Kejriwal evidently reckons that while riding to power on its own steam may be a tall order in Punjab, it could well ride on the shoulders of the Congress in the event of a hung assembly. That in itself would be a big feather in AAP’s cap which the party could build upon to make inroads into other states.

The Akalis are up against charges of collusion in drug peddling which is proving to be a major menace, illegal mining, monopolising transport business and shielding the goons. Corruption is rampant in the state. The Akali Dal is working on a strategy to divide the opposition vote to win the next elections.

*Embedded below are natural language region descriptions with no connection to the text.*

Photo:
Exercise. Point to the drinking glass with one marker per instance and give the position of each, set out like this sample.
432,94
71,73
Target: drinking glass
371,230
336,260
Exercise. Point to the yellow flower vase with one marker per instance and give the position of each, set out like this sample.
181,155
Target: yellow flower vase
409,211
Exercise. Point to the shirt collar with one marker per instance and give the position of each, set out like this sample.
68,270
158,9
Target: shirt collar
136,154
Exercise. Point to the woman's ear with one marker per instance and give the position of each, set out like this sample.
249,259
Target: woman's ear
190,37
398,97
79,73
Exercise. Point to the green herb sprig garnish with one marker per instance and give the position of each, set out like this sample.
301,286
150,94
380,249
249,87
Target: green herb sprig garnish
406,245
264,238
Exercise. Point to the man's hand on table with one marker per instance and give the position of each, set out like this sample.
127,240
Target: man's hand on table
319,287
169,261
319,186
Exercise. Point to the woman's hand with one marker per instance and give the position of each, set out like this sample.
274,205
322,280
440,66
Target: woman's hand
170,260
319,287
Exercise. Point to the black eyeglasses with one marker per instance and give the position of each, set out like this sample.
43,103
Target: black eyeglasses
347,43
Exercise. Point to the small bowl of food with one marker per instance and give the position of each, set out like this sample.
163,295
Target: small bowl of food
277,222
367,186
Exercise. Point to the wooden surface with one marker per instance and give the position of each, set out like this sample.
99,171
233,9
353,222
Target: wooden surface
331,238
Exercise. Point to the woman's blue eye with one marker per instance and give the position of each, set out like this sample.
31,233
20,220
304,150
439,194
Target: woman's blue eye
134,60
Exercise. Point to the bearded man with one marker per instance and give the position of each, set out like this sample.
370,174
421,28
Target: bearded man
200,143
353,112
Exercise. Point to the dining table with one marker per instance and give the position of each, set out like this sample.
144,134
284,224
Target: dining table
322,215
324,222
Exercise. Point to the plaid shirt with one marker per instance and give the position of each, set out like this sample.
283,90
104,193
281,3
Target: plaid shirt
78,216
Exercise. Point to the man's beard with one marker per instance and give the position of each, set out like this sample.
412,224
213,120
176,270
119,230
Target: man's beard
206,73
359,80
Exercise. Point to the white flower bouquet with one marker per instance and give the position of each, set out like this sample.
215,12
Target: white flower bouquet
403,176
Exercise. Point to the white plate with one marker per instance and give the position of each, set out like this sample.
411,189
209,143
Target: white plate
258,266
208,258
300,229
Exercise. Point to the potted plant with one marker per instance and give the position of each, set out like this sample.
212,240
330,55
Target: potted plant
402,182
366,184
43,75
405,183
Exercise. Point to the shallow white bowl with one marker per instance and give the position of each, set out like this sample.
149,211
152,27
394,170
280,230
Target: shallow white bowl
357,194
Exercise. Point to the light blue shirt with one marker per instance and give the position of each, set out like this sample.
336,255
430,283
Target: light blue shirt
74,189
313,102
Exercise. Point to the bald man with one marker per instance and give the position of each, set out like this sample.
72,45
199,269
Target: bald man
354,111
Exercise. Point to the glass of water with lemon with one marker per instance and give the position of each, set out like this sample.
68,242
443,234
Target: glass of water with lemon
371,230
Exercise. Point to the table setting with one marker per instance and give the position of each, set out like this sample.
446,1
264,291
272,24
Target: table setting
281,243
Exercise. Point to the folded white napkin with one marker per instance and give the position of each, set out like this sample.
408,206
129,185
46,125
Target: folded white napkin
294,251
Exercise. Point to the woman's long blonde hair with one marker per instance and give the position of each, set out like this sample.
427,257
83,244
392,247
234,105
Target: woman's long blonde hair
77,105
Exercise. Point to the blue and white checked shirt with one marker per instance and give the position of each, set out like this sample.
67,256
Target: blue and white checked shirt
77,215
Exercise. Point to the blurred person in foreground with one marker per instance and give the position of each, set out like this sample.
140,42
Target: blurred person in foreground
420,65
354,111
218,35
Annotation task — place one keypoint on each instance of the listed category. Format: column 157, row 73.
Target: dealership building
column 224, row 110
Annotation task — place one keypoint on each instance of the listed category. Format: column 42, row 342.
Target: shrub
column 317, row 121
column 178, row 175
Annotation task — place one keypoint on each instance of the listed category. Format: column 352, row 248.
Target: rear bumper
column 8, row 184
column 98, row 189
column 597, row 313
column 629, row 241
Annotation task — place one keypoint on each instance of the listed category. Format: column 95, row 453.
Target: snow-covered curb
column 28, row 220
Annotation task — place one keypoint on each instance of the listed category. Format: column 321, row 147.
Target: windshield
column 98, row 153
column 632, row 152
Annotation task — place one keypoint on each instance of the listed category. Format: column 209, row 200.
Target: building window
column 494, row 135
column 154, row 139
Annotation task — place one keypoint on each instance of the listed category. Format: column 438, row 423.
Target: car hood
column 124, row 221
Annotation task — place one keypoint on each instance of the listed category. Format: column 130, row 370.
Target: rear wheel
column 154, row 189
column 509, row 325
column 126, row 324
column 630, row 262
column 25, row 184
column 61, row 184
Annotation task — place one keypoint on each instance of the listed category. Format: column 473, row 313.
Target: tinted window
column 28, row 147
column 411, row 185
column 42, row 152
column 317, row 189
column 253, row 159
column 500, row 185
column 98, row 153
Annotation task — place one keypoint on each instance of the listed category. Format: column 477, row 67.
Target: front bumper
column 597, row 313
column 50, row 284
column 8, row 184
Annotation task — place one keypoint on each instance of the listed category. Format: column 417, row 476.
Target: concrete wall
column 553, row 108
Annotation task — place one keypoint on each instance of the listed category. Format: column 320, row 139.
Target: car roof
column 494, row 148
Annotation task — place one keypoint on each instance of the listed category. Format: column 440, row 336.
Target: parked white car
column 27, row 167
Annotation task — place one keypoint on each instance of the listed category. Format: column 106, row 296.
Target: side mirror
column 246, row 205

The party’s President, Sukhbir Singh Badal, is believed to be trying to split the AAP leadership in Punjab. Better governance seems to be low on the Akali agenda.

Making matters worse, the Akalis and the BJP are working at cross purposes. BJP leaders have, of late, started accusing the Akali Dal of colluding with drug runners. On the BJP’s part, there is little effort to revitalise the party in the state. It is being looked upon as a party that is ineffective and weak. The traditional vote banks of the party are slipping away from it.

Clearly, AAP’s move to fight the elections in Punjab is a clever and calculated one. Unless the Akali-BJP combine and the Congress wake up, it would be too late for them to retrieve lost ground and the beneficiary may well be AAP with which the people of Delhi are exasperated and fed up already.

But while it dreams big, it is time AAP begins to do some soul-searching. Not only has it lost leaders like Prashant Bhushan and Yogendra Yadav due to the extreme arrogance of its leadership, but even an astute lawyer like H.S. Phoolka has deserted their Punjab unit. Mere political astuteness of its prime leader is not enough. The party must also learn to be accommodative.